The bridge has become one of the most recognizable icons of Venice and has a history spanning over 800 years. The current Rialto Bridge was built in Istrian stone by Antonio da Ponte and cost 250,000 gold ducats, becoming the first stone construction on the Grand Canal. Decorated with stone reliefs depicting San Marco and San Teodoro on the north side and the Annunciation on the other, the bridge crosses the Grand Canal at its narrowest point, connecting the outskirts of San Polo and San Marco. Interestingly, it was da Ponte’s grandson, Antonio Contino, who designed another famous bridge, the Ponte dei Sospiri.

Hunchback of Rialto
The Hunchback of Rialto is a sculptural complex consisting of a statue in Istrian stone flanked by a red granite column located in front of the church of San Giacomo di Rialto in Venice. Sculpted by Pietro da Salò in 1541, the statue represents a crouching man who supports a small flight of stairs. It was used as a podium for official proclamations. It is said that he communicates with Pasquino, one of the talking statues of Rome. The complex is now enclosed by an octagonal metal balustrade. Some scholars say that the characters of the Merchant of Venice by William Shakespeare Lancelot Gobbo and father Old Gobbo would be inspired by this traditional symbol Rialto.


Handicraft shop
The San Polo district is full of charming little shops that still promote Venetian handicraft. Alberto Sarria and his shop of authentic handmade masks, however, stands out amongst other shops in the area. Since 1980, owner Alberto Sarria has been producing traditional Venetian masks and experimenting with different techniques in order to achieve a personal, distinct style. Even though there are a wide range of masks and other traditional decorations available in the shop, the masks for the Venetian carnival are the most famous.


Rialto Market
For seven centuries the main market of Venice has whetted the appetite, and the fruit and vegetable shops are adjacent to the fish. To see it at its best, come in the morning with the buyers and you will be rewarded with pyramids of colorful seasonal products such as castraure di Sant’Erasmo (artichokes), radicchio trevisano (bitter red radicchio) and dense and juicy white asparagus. The area is most alive during the day, when locals do their weekly shopping and enjoy a glass of wine and delicious snacks in the traditional trattoria and osteria in the area.

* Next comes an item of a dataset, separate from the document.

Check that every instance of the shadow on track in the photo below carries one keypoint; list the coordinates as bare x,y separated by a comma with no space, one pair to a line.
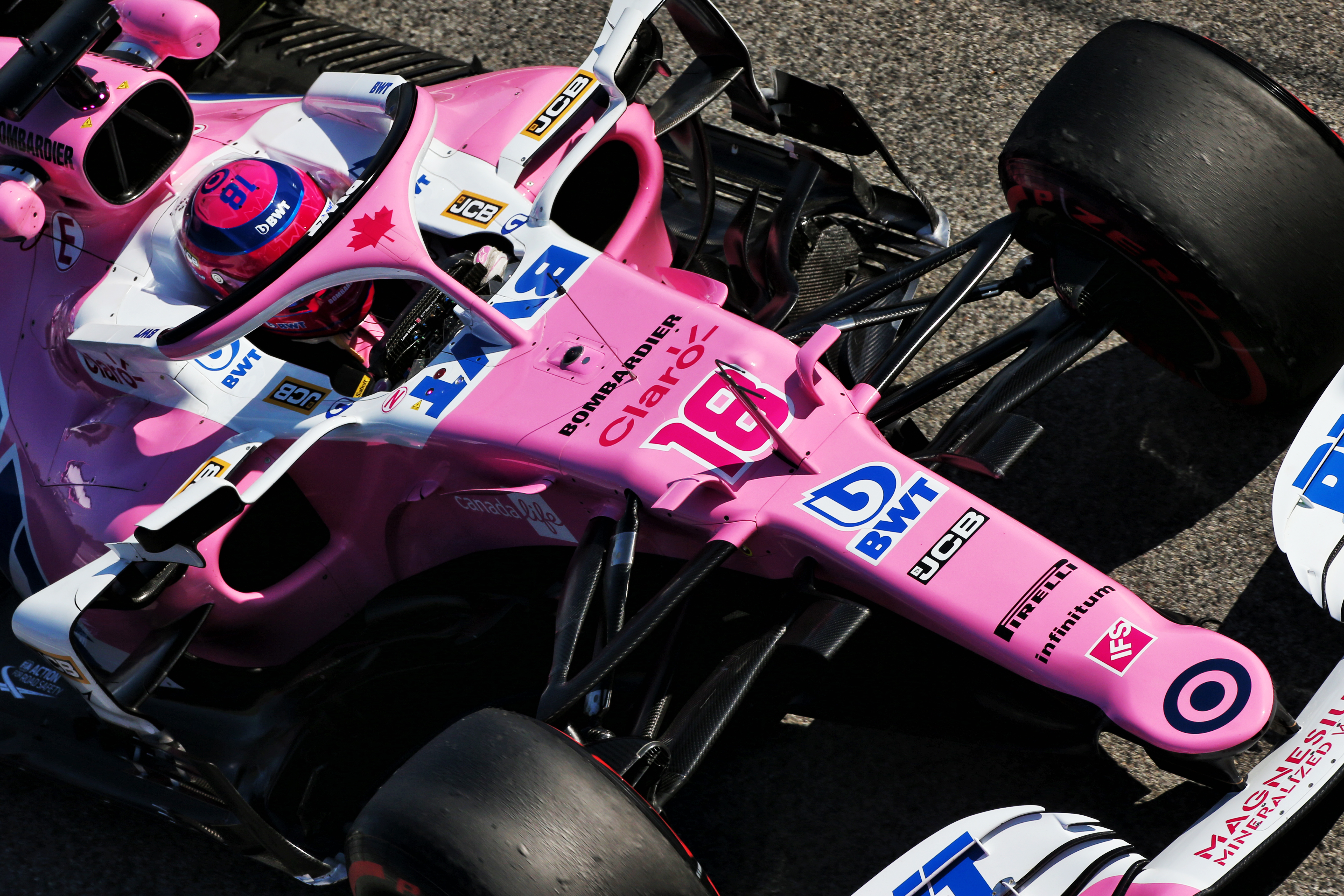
1131,456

Fish market, next to the famous Rialto market. Opened in 1907. The Rialto area is particularly well-known amongst locals for its famous market, open every day, from the San Polo area to the famous Rialto Bridge. The market is frequented mostly by Venetian locals with a continuous passage of boats and carriages full of fish specialties from the Adriatic sea.

Just off the Rialto Market, the Rialto daytime bar, All’Arco, is a truly authentic place to enjoy a glass of wine or spritz during the day. Aside from a tiny two-person table on the street in front of the bar, All’Arco offers standing space only. White and red wine are the drinks of choice with an excellent selection of Italian wines, mostly front small vineyards and individual producers in the north-east of the country. All’Arco is a great place to experience local culture and mingle with Venetians.

Dai Do Cancari
Professional wine tasting in the famous “Dai Do Cancari”: cozy wine bar, run by Venetians and close to the Accademia bridge, in the heart of the historical Venice. The owners have more than 20 years of experience in the wine sector and perfectly understand the peculiarities of the wines. A unique experience where you will taste different Italian wines, red and white matched with some some yummy “cicchetto” prepared with seasonal ingredients.